Über den 2. und 3. August wird dann der deutsche Mobilmachungsschwerpunkt im Westen sichtbar, die Noten vom 2. August legen die deutsche Absicht des West-Schwerpunktes offen und die belgische Ablehnung am 3. August macht klar, dass es zum Krieg zwischen Deutschland und Belgien kommen würde, weil die Dinge zu weit gegangen waren und Deutschland schon zu weit in der Klemme steckte, als dass es die belgische Neutralität jetzt noch respektieren konnte, es sei denn Paris zog die Reißleine und erklärte seine Neutralität.


Du machst in der Bewertung der Ereignisse meiner Meinung nach einen kleinen aber entscheidenden Fehler:

Du setzt vorraus, dass den Briten von Anfang an bekannt war, dass der Schlieffenplan für Deutschland mittlerweile alternativlos war.

Wenn man das tut, ist der Stimmungsumschwung nach dem 1. August in Großbritannien natürlich nur schwer erklärbar.

Wenn man demgegenüber voraussetzt, dass die Londoner Regierung (nicht unbedingt das ganze parlament, gschweige denn die gesammte britische Öffentlichkeit) zwar gesicherte Kenntnis vom Schlieffenplan in Groben Zügen hatte, aber nicht wusste, dass das das einzige Szenario war, gestaltet sich die Sache etwas anders:

Bis zum 2. August hatte Deutschland nichts unternommen, dass klar auf eine Absicht hinwies im Westen anzugreifen.

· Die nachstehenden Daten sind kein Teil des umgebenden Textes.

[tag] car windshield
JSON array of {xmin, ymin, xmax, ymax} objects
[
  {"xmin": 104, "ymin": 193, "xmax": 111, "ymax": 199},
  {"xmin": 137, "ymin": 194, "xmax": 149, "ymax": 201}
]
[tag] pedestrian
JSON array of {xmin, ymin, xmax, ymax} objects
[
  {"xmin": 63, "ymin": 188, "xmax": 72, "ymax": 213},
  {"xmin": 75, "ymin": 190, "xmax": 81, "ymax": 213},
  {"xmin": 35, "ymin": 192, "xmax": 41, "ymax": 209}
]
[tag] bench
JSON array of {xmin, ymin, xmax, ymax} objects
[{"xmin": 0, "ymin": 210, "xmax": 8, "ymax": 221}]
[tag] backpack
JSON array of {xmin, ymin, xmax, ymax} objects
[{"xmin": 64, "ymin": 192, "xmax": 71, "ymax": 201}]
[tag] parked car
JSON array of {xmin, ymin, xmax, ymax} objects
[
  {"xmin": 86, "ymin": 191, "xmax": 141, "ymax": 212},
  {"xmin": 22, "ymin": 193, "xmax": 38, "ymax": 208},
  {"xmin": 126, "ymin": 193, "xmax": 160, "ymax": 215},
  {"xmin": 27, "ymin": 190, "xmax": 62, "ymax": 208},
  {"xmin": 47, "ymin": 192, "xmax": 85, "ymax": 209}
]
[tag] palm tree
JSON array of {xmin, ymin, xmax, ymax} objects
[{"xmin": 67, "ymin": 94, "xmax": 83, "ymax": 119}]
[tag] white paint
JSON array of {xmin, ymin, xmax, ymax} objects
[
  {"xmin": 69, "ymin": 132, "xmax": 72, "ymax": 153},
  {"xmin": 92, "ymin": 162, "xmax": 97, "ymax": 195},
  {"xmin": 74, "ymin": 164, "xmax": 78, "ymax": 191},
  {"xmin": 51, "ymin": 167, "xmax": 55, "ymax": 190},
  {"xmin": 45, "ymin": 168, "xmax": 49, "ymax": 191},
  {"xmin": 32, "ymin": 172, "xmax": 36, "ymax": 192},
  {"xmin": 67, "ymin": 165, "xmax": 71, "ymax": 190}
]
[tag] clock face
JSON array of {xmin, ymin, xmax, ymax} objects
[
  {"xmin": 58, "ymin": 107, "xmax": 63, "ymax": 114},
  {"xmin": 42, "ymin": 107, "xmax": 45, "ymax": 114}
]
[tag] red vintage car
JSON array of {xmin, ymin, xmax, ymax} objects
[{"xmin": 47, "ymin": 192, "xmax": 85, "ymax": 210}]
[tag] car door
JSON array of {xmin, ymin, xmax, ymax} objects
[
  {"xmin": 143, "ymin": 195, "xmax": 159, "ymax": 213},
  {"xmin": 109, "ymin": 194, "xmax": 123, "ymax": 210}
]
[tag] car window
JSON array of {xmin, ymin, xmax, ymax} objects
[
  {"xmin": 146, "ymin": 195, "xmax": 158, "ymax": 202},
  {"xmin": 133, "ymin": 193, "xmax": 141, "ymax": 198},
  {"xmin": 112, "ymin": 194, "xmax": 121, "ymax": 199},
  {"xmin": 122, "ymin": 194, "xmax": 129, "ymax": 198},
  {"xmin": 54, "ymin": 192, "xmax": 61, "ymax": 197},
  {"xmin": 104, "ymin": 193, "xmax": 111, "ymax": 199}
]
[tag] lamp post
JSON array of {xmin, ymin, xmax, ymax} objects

Berlin hatte am 1. August um 17:00 Uhr Mobilmachung angeordnet, aber die war am Abend des 1. August noch nicht so weit fortgeschritten, dass für das Ausland der West-Fokus klar erkennbar gewesen wäre.
natürlich begannen Züge nach Westen zu rollen, aber das konnten angesichts der französischen Mobilmachung auch erstmal nur Bedeckungstruppen für die Westgrenze sein, dass das die Hauptarmee war, dürfte erst am 2. August unmissverständlich klar geworden sein (und zwar durch die Noten an Luxemburg und Brüssel).

Ansonsten hatte Berlin stand Abend des 1. August 1914 zwar Russland den Krieg erklärt, im Westen aber nichts unternommen (es hatte am Vortag Paris zur Neutralität angehalten) und es hatte noch keine Anstalten gemacht, auf Luxemburg und Brüssel einzuwirken.

Meine These, woran der Stimmungsumschwung in GB zwischen dem 1. August und dem 3. August 1914 lag wäre:

Erst am 2. August wird für London unmissverständlich klar, dass sich da ein Westszenario anbahnte, während alle Maßnahmen, die Deutschland am 1. August für das Ausland erkennbar getroffen hatte, durchaus noch auf einen Ost-Aufmarsch und defensives Verhalten im Westen hinauslaufen konnten.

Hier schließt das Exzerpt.